The Minister referred to the fact that the Bill provides for the removal of weight limitations on licensed vehicles. Would the Minister consider imposing a condition for the issue of a licence of this nature that the vehicle be fitted with anti-pollution devices? Perhaps that could not be incorporated at this stage in this Bill as there has not been sufficient preparation but the possibility should be included of imposing such a condition. I gave a long list in the House recently on another Bill of the types of chemical air pollution arising from motor vehicle exhausts and so on. These can be particularly dangerous in confined places and many of the heavy trucks covered by this Bill may pass through narrow streets and there the half-burnt fuel being churned out through exhausts can be a very dangerous source of air pollution. There should be regulations requiring these vehicles to have anti-pollution devices fitted.
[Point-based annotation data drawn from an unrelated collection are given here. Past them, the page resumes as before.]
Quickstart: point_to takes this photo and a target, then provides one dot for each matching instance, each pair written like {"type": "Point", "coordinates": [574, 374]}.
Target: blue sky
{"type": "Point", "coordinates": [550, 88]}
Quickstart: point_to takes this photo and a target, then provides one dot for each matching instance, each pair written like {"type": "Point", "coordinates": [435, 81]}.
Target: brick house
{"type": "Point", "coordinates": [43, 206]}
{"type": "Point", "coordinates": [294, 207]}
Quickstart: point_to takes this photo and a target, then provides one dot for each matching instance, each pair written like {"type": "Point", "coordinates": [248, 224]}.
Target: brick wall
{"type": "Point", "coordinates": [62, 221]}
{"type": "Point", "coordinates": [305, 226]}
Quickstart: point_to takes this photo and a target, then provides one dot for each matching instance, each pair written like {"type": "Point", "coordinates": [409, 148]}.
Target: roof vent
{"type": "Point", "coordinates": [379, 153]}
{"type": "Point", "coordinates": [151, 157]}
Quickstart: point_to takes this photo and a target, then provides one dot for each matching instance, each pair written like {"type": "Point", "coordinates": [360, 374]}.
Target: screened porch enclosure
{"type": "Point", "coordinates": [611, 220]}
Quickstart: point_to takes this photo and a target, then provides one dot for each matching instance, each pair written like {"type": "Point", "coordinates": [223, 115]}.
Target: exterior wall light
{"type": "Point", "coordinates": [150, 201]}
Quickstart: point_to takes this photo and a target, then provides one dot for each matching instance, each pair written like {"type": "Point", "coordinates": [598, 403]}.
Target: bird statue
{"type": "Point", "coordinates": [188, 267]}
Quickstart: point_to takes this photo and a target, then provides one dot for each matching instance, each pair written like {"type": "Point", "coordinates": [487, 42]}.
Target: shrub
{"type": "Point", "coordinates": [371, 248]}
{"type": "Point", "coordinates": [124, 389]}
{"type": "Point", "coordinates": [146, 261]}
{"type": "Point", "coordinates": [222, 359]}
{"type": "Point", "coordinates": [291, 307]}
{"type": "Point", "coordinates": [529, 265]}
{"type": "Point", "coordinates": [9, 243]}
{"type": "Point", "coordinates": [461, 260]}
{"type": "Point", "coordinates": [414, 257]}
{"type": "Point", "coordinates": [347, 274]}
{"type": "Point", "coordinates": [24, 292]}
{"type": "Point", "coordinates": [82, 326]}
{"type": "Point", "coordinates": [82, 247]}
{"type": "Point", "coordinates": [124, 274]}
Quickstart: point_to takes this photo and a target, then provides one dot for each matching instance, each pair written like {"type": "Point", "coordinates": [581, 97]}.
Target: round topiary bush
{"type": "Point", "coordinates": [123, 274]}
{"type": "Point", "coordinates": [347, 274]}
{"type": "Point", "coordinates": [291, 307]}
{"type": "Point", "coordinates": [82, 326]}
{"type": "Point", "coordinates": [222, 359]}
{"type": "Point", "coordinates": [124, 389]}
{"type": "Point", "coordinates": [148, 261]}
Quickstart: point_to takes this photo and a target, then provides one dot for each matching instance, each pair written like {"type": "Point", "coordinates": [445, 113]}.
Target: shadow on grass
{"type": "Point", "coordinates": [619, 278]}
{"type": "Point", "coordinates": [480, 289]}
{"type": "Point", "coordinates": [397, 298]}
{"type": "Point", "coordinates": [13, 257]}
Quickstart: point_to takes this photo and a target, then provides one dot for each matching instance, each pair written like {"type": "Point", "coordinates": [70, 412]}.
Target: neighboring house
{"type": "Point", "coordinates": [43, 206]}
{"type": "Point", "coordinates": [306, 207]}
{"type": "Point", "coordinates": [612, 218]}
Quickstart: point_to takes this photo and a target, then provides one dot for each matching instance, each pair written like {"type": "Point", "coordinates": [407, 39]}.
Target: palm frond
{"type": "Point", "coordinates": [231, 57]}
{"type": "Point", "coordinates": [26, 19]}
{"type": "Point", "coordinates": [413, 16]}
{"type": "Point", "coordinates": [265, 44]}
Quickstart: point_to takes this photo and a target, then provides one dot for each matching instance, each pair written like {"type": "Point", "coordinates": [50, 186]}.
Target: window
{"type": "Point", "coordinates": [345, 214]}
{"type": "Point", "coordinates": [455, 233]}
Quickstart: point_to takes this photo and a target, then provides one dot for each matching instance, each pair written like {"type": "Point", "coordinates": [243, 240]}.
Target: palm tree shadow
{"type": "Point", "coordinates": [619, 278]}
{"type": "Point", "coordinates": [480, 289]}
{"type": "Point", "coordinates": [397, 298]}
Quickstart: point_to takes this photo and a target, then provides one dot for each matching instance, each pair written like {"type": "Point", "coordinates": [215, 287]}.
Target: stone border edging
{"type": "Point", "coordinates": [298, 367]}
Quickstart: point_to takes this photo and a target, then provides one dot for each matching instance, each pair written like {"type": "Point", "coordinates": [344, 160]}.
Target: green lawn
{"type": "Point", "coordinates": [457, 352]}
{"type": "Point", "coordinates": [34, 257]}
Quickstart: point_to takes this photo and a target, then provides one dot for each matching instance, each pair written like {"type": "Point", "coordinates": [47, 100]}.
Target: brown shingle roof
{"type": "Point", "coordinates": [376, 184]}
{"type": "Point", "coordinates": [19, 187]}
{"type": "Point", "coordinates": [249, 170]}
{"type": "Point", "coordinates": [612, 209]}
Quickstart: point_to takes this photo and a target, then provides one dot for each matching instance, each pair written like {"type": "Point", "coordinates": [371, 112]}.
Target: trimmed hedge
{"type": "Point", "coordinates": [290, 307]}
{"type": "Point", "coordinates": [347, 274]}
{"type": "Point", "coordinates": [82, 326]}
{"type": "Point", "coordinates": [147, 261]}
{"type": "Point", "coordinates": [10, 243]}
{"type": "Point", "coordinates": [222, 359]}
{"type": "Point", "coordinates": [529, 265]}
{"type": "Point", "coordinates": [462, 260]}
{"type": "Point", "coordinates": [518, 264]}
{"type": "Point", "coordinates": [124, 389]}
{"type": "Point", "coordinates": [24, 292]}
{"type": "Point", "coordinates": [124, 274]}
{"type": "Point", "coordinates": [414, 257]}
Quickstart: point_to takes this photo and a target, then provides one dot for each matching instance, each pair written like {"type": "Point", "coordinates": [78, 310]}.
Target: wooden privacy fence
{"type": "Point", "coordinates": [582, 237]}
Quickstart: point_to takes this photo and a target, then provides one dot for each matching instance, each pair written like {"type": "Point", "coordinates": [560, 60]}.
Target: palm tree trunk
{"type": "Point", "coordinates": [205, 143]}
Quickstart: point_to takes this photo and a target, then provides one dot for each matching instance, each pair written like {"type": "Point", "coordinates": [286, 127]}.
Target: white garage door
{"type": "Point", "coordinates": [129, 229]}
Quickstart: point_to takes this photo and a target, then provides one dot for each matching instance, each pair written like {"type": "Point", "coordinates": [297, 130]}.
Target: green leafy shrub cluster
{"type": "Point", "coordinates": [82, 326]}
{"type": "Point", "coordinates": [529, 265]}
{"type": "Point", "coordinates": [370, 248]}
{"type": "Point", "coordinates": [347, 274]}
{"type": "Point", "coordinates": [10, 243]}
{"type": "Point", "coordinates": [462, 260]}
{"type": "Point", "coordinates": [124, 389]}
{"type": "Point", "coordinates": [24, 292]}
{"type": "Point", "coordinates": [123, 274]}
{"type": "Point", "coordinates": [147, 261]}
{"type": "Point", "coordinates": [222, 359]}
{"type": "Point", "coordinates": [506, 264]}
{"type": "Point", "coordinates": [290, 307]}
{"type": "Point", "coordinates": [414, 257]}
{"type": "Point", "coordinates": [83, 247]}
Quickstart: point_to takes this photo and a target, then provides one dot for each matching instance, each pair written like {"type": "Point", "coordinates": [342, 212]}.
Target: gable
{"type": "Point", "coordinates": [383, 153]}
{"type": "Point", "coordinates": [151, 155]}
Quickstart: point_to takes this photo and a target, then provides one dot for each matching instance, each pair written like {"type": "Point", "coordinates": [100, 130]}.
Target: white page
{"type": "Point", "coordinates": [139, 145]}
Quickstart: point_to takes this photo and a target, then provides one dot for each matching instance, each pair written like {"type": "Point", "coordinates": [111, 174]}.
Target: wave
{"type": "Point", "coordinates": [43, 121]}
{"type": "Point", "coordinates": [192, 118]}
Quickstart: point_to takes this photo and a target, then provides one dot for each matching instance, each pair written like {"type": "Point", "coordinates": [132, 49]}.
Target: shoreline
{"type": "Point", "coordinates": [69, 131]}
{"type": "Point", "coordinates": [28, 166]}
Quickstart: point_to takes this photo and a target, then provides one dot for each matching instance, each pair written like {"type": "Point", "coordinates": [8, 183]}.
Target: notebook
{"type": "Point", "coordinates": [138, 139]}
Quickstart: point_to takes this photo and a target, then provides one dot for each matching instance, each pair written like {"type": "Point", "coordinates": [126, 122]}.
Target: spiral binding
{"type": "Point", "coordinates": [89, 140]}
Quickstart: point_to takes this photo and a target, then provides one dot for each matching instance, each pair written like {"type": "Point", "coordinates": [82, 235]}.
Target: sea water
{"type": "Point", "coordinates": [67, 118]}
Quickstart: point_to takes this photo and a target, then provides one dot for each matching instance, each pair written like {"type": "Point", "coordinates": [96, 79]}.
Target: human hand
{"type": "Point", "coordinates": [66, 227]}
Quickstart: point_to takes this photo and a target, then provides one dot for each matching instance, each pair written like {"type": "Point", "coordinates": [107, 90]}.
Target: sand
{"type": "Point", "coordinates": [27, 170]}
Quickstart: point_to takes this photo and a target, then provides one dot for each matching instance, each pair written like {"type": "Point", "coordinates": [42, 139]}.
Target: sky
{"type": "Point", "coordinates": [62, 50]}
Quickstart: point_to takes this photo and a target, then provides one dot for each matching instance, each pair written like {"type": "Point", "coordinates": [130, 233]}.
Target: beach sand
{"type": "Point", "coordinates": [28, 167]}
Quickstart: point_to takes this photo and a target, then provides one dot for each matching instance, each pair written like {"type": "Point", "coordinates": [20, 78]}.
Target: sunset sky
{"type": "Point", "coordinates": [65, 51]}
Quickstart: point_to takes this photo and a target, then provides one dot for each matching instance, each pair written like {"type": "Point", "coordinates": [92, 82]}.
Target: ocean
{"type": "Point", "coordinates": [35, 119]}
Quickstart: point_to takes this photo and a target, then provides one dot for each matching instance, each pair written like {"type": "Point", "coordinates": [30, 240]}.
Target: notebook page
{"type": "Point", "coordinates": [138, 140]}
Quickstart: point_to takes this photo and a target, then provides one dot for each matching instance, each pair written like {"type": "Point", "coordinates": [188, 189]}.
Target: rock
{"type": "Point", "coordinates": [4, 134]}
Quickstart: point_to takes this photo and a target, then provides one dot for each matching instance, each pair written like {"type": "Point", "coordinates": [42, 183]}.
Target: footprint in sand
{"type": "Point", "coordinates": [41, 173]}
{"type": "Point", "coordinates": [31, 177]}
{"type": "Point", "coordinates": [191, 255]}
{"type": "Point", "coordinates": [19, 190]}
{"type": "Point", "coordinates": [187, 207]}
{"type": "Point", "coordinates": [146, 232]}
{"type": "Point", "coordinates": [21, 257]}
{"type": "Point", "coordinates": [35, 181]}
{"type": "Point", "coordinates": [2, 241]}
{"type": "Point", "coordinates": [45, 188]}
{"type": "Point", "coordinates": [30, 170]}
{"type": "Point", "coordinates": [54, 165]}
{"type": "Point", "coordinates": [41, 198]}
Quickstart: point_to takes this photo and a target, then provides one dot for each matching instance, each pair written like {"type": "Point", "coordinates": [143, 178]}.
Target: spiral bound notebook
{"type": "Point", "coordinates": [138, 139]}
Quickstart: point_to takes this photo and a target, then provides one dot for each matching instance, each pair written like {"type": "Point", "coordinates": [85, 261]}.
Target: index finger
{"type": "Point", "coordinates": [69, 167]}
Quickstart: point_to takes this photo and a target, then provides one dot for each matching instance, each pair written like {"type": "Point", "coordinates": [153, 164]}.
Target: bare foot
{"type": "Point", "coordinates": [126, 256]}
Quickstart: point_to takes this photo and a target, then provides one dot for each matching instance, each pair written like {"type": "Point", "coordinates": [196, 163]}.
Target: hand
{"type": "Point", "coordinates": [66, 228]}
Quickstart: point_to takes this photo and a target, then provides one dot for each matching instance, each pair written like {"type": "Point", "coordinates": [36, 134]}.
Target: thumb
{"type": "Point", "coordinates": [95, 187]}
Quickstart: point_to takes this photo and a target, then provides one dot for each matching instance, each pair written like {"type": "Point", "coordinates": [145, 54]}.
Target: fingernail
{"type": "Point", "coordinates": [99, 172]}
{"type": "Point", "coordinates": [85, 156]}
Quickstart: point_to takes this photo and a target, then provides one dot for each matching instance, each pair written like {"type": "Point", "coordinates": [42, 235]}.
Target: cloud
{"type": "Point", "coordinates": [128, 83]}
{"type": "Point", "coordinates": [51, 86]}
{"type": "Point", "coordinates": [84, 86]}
I do not know much about the details of such devices but I know they are being introduced in the US at present and it would be highly appropriate for the Minister to require, before giving a merchandise haulage licence, that the vehicle should be fitted with an anti-pollution device of a standard approved by him. The introduction of such a condition in this Bill would not allow sufficient notice to those concerned but I hope the Minister will consider doing it some time in the reasonably near future.
It is stated in section 8 subsection (1) (a) that the Minister may grant a licence subject—and this is the important part—"to any conditions which the Minister may see fit to impose and specifies in the licence." The Minister may impose any condition. Under subsection (2) (b) the Minister may, by order, amend or revoke an order under this section. He can impose any conditions he likes without reference to anybody and then he can change these conditions by order without consulting anybody or without any standard being observed.
The conditions envisaged in subsection (1) (a) should be spelled out to the House. What are they? It should be incorporated in the Bill that the Minister would be required to set out objective standards for the conditions he intends to apply in the issue of such licences. There is the danger that one man could get very easy conditions if he were somehow favourably looked on by the Minister while another, with an equally good case, could conceivably get much severer conditions. To give the Minister carte blanche to impose any conditions without any requirement that they should be consistent from one place to the next is giving him too much power. The introduction of legislation like this giving the Minister such wide power is probably the greatest reason why there is such widespread talk of corruption in public life. The Minister's powers are not clearly delineated and there is room for him to exercise discretion in favour of particular supporters of his. I do not suggest the present Minister will do this but it is bad legislation to give such power without reference to the House or to objective standards that can be seen by any member of the public.